| Wed Dec. 15, 2010 3:37 PM PST
But here’s an even more basic question: what is money, anyway? It’s not a new question, but I think it has become even more pressing in recent years.Surely we don’t mean to identify money with pieces of green paper bearing portraits of dead presidents. Even Milton Friedman rejected that, more than half a century ago....Friedman and Schwartz dealt with this by proposing broader aggregates — M1, which adds checking accounts, and M2, which adds a broader range of deposits. And circa 1960 you could argue that those aggregates were good enough.....The truth is that these days — with credit cards, electronic money, repo, and more all serving the purpose of medium of exchange — it’s not clear that any single number deserves to be called “the” money supply. Intellectually, this isn’t a problem; nor is there necessarily a problem maintaining monetary policy even if there isn’t any single thing you’re willing to call money.
I'm not sure if I agree with this or not. Intellectually, this does seem to be a problem. An awful lot of the technical discussion I see about stimulus and monetary policy and quantitative easing and so forth really does seem, at its core, to revolve around the question of just what counts as money these days.
So: What is money? The simplest answer is, "Anything you can pay your taxes with." Beyond that, there are things that can be converted into money so quickly that they're extremely money-like, followed by things that are increasingly less money-like. In this sense, "money" is a property, not a thing, and you can have lots of it (dollar bills, debit cards, checks) or only some of it (foreign currency, treasury bills, gold, etc.).

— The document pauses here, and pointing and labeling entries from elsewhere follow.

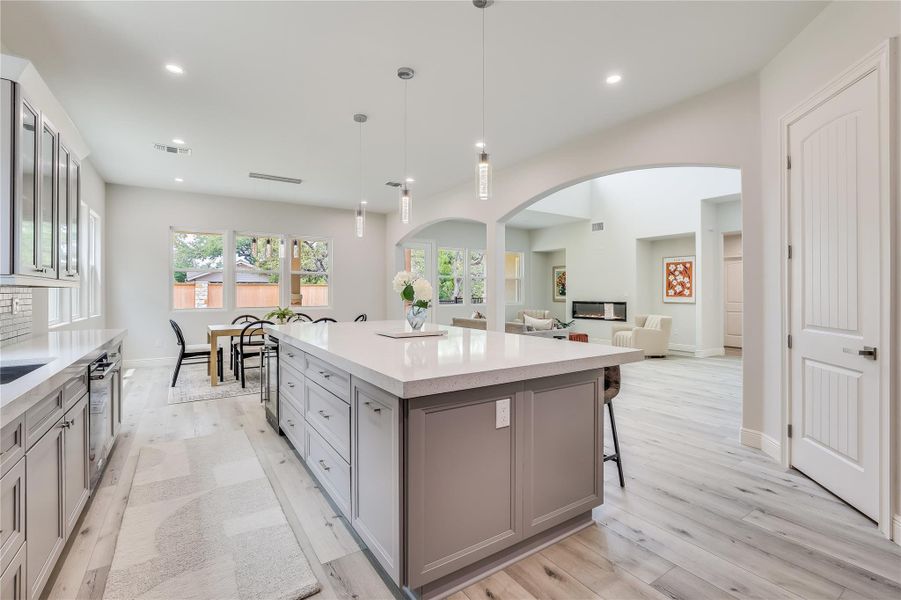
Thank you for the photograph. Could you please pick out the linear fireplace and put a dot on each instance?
(599, 310)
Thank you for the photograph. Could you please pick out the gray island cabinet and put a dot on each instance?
(449, 456)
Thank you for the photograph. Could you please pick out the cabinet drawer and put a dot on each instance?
(292, 424)
(42, 416)
(289, 355)
(330, 417)
(74, 389)
(331, 378)
(330, 469)
(12, 513)
(290, 383)
(12, 443)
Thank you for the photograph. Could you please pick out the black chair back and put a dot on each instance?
(179, 336)
(252, 329)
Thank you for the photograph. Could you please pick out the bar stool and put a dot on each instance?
(611, 390)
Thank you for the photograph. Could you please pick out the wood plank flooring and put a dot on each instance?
(700, 517)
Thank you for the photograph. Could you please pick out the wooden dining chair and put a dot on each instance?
(191, 352)
(252, 343)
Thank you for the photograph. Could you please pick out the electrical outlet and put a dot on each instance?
(502, 413)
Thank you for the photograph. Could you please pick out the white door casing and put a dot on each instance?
(837, 204)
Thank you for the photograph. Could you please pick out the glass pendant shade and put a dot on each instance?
(406, 206)
(483, 177)
(360, 220)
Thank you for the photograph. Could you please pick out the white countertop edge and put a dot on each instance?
(457, 382)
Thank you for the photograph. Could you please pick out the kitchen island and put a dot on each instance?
(449, 456)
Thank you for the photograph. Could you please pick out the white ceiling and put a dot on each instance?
(272, 87)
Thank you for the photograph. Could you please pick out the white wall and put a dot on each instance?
(841, 35)
(138, 292)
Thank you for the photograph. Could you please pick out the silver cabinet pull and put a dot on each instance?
(866, 352)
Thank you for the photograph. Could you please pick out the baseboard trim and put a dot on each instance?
(168, 361)
(708, 352)
(896, 529)
(756, 439)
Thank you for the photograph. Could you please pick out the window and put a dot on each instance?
(513, 270)
(95, 291)
(477, 276)
(257, 270)
(197, 260)
(450, 276)
(310, 269)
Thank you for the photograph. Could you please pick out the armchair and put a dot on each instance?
(650, 333)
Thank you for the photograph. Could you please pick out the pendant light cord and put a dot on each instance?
(483, 80)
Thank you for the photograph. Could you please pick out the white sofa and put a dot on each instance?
(650, 333)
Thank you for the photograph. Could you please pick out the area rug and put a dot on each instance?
(202, 522)
(194, 385)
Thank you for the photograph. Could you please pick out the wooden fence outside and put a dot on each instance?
(262, 295)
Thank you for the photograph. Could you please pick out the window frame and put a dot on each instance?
(464, 275)
(173, 230)
(520, 277)
(233, 293)
(289, 256)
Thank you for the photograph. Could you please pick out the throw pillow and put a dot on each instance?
(538, 324)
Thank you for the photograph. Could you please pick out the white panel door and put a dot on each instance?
(733, 295)
(835, 311)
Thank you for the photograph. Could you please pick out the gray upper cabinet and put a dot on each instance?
(41, 197)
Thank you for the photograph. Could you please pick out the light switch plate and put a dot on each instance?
(502, 413)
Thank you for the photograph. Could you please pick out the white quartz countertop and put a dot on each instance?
(60, 350)
(462, 359)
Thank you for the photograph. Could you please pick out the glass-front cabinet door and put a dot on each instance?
(47, 190)
(27, 189)
(74, 206)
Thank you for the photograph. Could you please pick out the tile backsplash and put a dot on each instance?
(14, 327)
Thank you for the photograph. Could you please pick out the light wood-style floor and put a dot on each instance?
(701, 516)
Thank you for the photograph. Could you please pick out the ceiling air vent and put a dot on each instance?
(172, 149)
(280, 178)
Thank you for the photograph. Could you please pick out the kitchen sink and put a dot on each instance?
(10, 373)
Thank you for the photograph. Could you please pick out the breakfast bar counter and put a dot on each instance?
(450, 456)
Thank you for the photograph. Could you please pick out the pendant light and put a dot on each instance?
(483, 167)
(360, 213)
(406, 198)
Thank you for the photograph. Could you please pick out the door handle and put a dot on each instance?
(866, 351)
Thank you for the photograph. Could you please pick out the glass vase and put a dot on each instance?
(416, 317)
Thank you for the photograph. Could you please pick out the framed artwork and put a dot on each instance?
(558, 278)
(679, 279)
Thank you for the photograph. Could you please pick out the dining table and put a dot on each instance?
(226, 330)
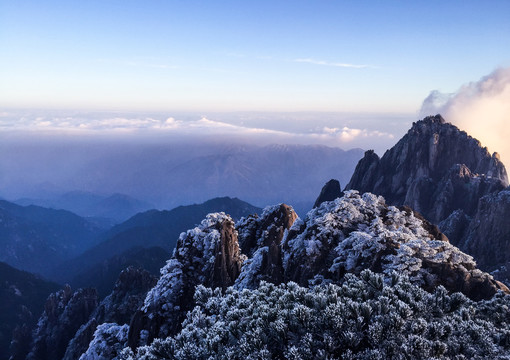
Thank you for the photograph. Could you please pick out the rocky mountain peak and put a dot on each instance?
(434, 119)
(329, 192)
(432, 161)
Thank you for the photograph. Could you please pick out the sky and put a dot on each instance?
(346, 73)
(370, 56)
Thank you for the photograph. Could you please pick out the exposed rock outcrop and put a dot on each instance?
(452, 180)
(208, 254)
(64, 313)
(119, 307)
(487, 235)
(435, 169)
(329, 192)
(261, 239)
(356, 232)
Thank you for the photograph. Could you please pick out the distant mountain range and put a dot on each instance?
(359, 276)
(111, 209)
(169, 175)
(22, 296)
(33, 238)
(123, 244)
(451, 179)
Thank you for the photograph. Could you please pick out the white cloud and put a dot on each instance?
(335, 64)
(481, 108)
(255, 128)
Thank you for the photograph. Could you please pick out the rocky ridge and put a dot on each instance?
(344, 236)
(452, 180)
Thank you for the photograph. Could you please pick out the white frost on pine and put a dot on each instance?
(194, 252)
(109, 340)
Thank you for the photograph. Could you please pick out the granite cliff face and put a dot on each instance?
(435, 169)
(447, 176)
(340, 238)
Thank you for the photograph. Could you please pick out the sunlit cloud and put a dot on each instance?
(202, 126)
(335, 64)
(481, 108)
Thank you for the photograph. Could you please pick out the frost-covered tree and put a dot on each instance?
(109, 340)
(368, 317)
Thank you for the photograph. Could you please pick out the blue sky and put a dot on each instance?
(357, 56)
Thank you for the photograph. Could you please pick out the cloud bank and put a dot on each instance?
(481, 108)
(187, 128)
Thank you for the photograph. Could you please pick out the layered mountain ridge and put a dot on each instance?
(359, 277)
(446, 175)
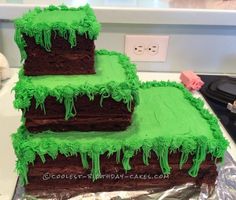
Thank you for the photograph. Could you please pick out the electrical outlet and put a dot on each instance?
(146, 47)
(138, 49)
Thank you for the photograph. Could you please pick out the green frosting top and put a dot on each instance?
(168, 119)
(115, 77)
(66, 22)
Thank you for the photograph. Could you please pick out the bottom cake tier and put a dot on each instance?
(64, 178)
(172, 140)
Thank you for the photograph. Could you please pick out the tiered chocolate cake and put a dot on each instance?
(83, 130)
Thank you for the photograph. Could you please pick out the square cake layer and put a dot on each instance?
(57, 40)
(171, 135)
(101, 102)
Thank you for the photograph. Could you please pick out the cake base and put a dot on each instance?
(65, 175)
(62, 59)
(90, 116)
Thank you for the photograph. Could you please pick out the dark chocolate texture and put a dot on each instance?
(62, 59)
(90, 115)
(65, 175)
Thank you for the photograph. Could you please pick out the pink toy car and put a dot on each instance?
(191, 80)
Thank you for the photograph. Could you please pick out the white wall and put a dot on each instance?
(205, 48)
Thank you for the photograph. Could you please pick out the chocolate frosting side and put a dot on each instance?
(90, 116)
(62, 59)
(65, 175)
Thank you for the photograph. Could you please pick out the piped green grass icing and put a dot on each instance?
(42, 23)
(115, 77)
(168, 119)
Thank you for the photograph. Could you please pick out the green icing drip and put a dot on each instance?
(67, 88)
(84, 160)
(66, 22)
(198, 135)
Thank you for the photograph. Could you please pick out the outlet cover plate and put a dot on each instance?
(147, 47)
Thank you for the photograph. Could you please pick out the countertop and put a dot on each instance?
(10, 121)
(174, 12)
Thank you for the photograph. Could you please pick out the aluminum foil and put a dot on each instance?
(225, 189)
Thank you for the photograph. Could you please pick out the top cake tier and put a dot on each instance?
(60, 39)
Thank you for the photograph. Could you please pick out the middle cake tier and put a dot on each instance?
(100, 102)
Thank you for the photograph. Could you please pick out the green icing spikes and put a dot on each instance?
(61, 20)
(125, 88)
(140, 136)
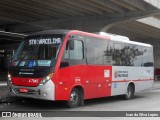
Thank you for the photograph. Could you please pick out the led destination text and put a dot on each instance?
(44, 41)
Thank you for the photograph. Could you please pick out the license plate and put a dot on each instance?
(23, 90)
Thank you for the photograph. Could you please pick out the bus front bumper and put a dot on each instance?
(44, 92)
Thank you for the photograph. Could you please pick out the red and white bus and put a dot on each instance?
(75, 65)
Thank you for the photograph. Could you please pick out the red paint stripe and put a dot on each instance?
(133, 80)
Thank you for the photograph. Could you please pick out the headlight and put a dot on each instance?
(9, 79)
(46, 79)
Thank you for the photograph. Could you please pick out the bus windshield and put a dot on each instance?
(37, 51)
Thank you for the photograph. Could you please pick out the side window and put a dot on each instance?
(117, 58)
(74, 50)
(96, 51)
(136, 55)
(147, 56)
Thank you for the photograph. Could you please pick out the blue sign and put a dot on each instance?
(115, 85)
(30, 65)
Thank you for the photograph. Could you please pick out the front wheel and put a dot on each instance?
(75, 98)
(130, 92)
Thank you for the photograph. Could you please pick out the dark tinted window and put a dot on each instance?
(74, 51)
(147, 56)
(98, 51)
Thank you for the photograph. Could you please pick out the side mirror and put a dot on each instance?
(71, 44)
(64, 64)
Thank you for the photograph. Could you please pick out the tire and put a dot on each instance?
(75, 98)
(130, 92)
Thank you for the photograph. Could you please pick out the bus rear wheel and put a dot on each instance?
(130, 92)
(75, 98)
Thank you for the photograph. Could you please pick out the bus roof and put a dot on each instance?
(108, 36)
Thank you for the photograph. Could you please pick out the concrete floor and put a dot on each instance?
(148, 100)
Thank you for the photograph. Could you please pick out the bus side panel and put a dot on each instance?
(142, 77)
(97, 81)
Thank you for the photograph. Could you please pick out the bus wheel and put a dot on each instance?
(75, 98)
(130, 92)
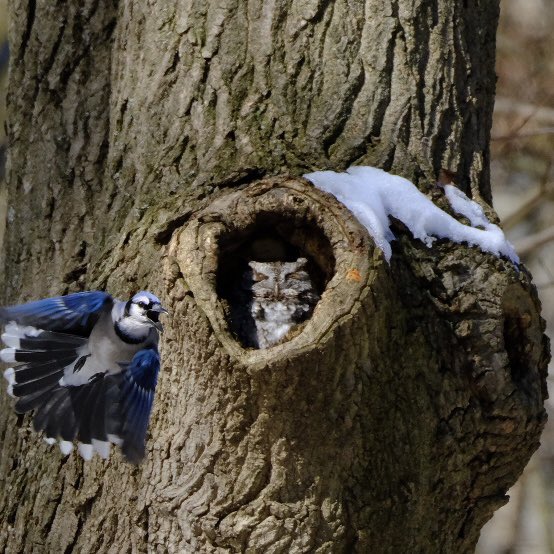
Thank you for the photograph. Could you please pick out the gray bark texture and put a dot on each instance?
(149, 143)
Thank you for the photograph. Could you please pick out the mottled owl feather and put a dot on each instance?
(282, 297)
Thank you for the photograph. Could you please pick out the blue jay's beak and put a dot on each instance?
(154, 315)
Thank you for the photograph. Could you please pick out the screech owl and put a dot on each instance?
(282, 297)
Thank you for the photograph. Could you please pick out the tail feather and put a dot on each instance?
(30, 372)
(33, 401)
(43, 420)
(34, 356)
(31, 338)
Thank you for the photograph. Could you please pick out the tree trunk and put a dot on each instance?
(150, 143)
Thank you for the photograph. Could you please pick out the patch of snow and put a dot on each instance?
(373, 195)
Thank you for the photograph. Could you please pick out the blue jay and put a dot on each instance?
(88, 366)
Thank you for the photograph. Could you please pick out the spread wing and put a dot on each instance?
(74, 314)
(137, 397)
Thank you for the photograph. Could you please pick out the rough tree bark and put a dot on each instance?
(149, 143)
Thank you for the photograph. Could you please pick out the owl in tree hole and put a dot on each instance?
(282, 297)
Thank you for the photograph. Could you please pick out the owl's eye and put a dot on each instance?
(257, 276)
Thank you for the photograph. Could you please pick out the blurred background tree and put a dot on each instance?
(523, 181)
(4, 55)
(523, 192)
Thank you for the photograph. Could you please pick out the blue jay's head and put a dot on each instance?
(145, 308)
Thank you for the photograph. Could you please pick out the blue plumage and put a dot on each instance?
(139, 384)
(74, 313)
(87, 365)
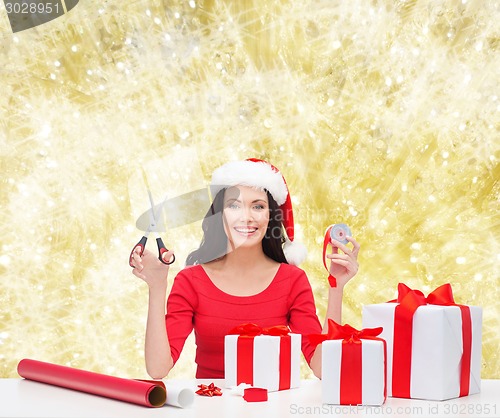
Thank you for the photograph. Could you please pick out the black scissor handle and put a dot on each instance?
(162, 250)
(141, 244)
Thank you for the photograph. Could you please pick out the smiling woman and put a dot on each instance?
(245, 271)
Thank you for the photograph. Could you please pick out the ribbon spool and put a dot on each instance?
(339, 232)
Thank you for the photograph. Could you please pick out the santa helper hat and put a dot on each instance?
(262, 175)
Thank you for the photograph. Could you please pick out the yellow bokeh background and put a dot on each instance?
(381, 114)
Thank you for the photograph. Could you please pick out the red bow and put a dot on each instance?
(253, 330)
(343, 332)
(208, 390)
(352, 357)
(409, 300)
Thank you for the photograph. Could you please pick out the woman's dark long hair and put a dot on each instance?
(214, 242)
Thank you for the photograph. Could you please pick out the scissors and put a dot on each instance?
(153, 227)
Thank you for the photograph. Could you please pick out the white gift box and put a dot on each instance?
(372, 376)
(436, 348)
(266, 361)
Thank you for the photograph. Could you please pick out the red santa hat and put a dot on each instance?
(262, 175)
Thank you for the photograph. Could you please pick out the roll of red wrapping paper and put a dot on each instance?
(147, 393)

When I see people arguing, for example, that bank deposits earning 0.25% at the Fed are identical to treasury bills paying 0.25%, that seems to me to be an argument about the nature of money. Are those two things really identical? Or 99% identical? Or 90% identical? When interest rates change, bank deposits and treasury bills obviously become less perfect substitutes for each other. Does that mean that one or the other has become less money-like?
How money-like is debt? It depends on the debt. During the credit bubble of the aughts, debt skyrocketed, but normal monetary aggregates didn't. And yet, that debt had much the same effect as a huge increase in the money supply.
I dunno. I agree that this is not a new question, but I also agree that it's lately become a more pressing one. How can you properly do macroeconomic analysis in a world where no one even agrees anymore about what counts as money and what doesn't?